3. The Unspoken Pillar: The Equity of Redemption

The provided text, being a brief note, omits the most important jurisprudential concept in all of mortgage law: the equity of redemption.

At common law, the “proviso for redemption” was interpreted strictly. If the mortgagor failed to repay the loan on the exact day specified, their right to redeem was extinguished, and the mortgagee’s ownership of the property became absolute.

The Court of Equity found this unconscionable. It intervened by creating the equity of redemption the right of the mortgagor to redeem the property at any time after the contractual date, provided they pay the principal, accrued interest, and any costs.

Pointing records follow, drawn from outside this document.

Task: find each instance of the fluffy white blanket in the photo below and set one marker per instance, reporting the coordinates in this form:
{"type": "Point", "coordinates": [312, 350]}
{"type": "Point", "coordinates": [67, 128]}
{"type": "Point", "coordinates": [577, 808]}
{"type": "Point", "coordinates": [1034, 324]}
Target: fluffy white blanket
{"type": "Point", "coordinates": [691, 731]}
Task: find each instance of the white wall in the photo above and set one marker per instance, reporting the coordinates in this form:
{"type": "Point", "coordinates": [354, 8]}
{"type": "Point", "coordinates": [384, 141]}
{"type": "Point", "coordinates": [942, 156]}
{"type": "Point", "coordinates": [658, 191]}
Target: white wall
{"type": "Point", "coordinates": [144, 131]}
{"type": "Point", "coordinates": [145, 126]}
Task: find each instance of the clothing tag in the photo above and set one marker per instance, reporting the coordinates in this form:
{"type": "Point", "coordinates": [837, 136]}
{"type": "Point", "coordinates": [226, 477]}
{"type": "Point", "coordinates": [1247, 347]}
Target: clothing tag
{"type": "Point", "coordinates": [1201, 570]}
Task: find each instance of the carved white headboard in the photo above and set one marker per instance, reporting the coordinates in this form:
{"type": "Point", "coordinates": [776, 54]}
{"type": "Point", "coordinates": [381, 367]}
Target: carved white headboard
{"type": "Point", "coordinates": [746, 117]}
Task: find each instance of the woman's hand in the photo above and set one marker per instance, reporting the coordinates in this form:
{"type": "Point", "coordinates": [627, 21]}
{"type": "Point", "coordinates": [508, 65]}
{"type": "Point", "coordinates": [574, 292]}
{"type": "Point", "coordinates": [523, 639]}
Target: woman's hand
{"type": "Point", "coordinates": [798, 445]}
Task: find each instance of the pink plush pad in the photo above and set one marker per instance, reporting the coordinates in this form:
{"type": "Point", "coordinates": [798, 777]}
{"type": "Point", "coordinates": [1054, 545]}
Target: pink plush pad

This right is so fundamental that two maxims emerged:

  1. “Once a mortgage, always a mortgage.” This means a transaction intended as a security cannot be disguised as a sale.

  2. A “clog” or “fetter” on the equity of redemption is void. Equity will not permit a mortgagee to include a term in the mortgage deed that prevents the mortgagor from getting their property back in its original state after repayment. A locus classicus for this is Samuel v Jarrah Timber and Wood Paving Corp Ltd [1904] AC 323, where the House of Lords struck down an option (granted at the time of the loan) for the mortgagee to purchase the mortgaged property, as it was a “clog” on the mortgagor’s right to redeem.

Conclusion

The law of mortgages in Sierra Leone presents a complex but coherent tapestry woven from common law, equity, and received statutes. It operates on a dual system, permitting the formal, statute-based legal mortgage (under the 1881 Act) and the flexible, conduct-based equitable mortgage (affirmed in Barclays v Khahil). Underpinning this entire framework is the borrower’s sacrosanct equity of redemption, a powerful reminder that the ultimate purpose of the transaction is security, not forfeiture.